Imagine you’re analyzing Company DEF’s financial data for 2022 and 2023, and you want to use rolling averages, regression analysis, and industry benchmarking to gain deeper insights. In today’s digital age, financial software has become a valuable asset for automating many aspects of horizontal analysis. Software tools can streamline data collection, calculation, and visualization, saving time and reducing the risk of errors. For instance, a common-size income statement would show what percentage of revenue is allocated to various expenses, providing insights into cost structures.

Identifying Trends

As you can see, horizontal analysis is a versatile tool with diverse applications across finance, working capital formula investment, risk assessment, internal performance evaluation, and regulatory compliance. Understanding how to use horizontal analysis effectively can provide valuable insights and drive informed decision-making in various professional roles and contexts. Regulatory authorities often require companies to perform horizontal analysis as part of their financial reporting obligations. This analysis ensures transparency and compliance with accounting standards, allowing stakeholders to make informed decisions. Vertical analysis, ratio analysis, and cash flow analysis are commonly used alongside horizontal analysis to gain a comprehensive understanding of a company’s financial position. In this second example, I will do a horizontal analysis of Company B’s current assets based on the annual balance sheets.

To illustrate, consider an investor who wishes to determine Company ABC’s performance over the past year before investing. Assume that ABC reported a net income of $15 million in the base year, and total earnings of $65 million were retained. The company reported a net income of $25 million and retained total earnings of $67 million in the current year. For example, a company might use horizontal analysis to compare its revenue from one year to the next to see if it is growing or declining.

  • When used together, both methods provide a more detailed view of a company’s financial health.
  • Analyzing operating cash flow trends over time can reveal how effectively the company manages its day-to-day cash flow and whether it is self-sustaining.
  • This information helps in making informed investment and lending decisions, assessing the company’s ability to generate profits, and understanding its operational efficiency.

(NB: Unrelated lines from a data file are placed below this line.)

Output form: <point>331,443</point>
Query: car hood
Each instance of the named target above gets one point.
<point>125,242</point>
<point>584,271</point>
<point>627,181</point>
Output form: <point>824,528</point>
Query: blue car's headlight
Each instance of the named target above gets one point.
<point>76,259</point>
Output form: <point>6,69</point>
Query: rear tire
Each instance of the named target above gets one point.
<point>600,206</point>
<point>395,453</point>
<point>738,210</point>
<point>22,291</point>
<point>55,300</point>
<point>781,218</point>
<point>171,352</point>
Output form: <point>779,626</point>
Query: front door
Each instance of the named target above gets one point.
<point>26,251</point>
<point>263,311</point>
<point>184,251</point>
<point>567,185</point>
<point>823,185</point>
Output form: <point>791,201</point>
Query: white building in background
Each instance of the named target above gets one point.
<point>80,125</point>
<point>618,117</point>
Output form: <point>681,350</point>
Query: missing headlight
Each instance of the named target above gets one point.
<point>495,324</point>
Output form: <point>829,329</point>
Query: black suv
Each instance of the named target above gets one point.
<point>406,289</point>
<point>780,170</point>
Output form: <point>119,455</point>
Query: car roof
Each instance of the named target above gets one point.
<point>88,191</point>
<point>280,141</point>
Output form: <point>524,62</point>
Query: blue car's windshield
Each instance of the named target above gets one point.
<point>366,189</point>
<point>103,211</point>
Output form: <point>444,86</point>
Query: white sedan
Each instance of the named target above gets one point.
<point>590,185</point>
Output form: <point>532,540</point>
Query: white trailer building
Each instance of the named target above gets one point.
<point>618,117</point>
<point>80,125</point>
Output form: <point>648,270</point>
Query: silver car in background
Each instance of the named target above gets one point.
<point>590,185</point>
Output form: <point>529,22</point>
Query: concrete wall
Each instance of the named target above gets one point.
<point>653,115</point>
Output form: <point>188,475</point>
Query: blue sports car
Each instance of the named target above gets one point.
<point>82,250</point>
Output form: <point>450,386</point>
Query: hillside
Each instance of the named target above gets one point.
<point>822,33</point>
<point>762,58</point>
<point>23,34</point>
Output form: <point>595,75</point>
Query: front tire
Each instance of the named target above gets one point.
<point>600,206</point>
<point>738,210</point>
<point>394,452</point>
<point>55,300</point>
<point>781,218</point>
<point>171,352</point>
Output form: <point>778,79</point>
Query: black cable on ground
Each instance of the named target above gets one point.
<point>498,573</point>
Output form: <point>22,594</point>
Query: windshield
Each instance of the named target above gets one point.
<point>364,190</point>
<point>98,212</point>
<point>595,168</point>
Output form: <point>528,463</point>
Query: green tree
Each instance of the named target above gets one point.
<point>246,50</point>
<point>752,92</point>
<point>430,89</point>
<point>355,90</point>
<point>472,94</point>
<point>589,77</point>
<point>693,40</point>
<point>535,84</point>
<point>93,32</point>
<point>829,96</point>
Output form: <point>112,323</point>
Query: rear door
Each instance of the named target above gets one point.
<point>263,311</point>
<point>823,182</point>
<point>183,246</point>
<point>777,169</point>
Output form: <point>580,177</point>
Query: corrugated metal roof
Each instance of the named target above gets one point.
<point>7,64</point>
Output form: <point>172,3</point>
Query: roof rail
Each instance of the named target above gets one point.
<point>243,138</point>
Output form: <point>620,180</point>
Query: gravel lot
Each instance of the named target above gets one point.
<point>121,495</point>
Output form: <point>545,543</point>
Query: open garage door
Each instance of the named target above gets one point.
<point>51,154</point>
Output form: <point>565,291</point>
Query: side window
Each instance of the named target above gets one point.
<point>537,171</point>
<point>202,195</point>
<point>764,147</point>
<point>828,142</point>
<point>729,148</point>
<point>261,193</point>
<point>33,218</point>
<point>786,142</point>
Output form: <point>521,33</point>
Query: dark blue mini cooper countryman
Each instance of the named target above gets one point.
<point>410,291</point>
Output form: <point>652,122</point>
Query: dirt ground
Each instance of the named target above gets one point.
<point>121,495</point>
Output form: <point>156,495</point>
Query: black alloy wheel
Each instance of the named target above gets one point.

The method is also called trend analysis because it shows a business’s performance trajectory. Companies can use horizontal analysis to track any financial data consistently over time. For example, companies may track annual sales revenue or quarterly operating expenses to determine growth patterns.

Dollar change horizontal analysis calculates the pnl explained faq absolute difference between the values in two periods. It shows the exact monetary change, helping businesses and analysts see how much a financial figure has increased or decreased. This method is useful when you want to understand the real numerical change in line items like revenue, expenses, or net income.

Regression analysis is a powerful statistical technique used in horizontal analysis to predict future values based on historical data. By fitting a regression model to financial data, you can make informed forecasts and projections. Operating cash flow is a key indicator of a company’s ability to generate cash from its core business operations. Analyzing operating cash flow trends over time can reveal how effectively the company manages its day-to-day cash flow and whether it is self-sustaining. The final step in horizontal analysis is interpreting the results of your analysis. This involves drawing meaningful conclusions from the trends, patterns, and changes you’ve identified.

For example, in the income statement, we can, based on historical data and trends, make assumptions about sales growth and then forecast the sales growth rates through the forecast periods. Suppose you are the financial analyst of a company that operates in the retail industry. You have been tasked with conducting a horizontal analysis of the company’s income statement for the past two years to identify trends and patterns in its financial performance.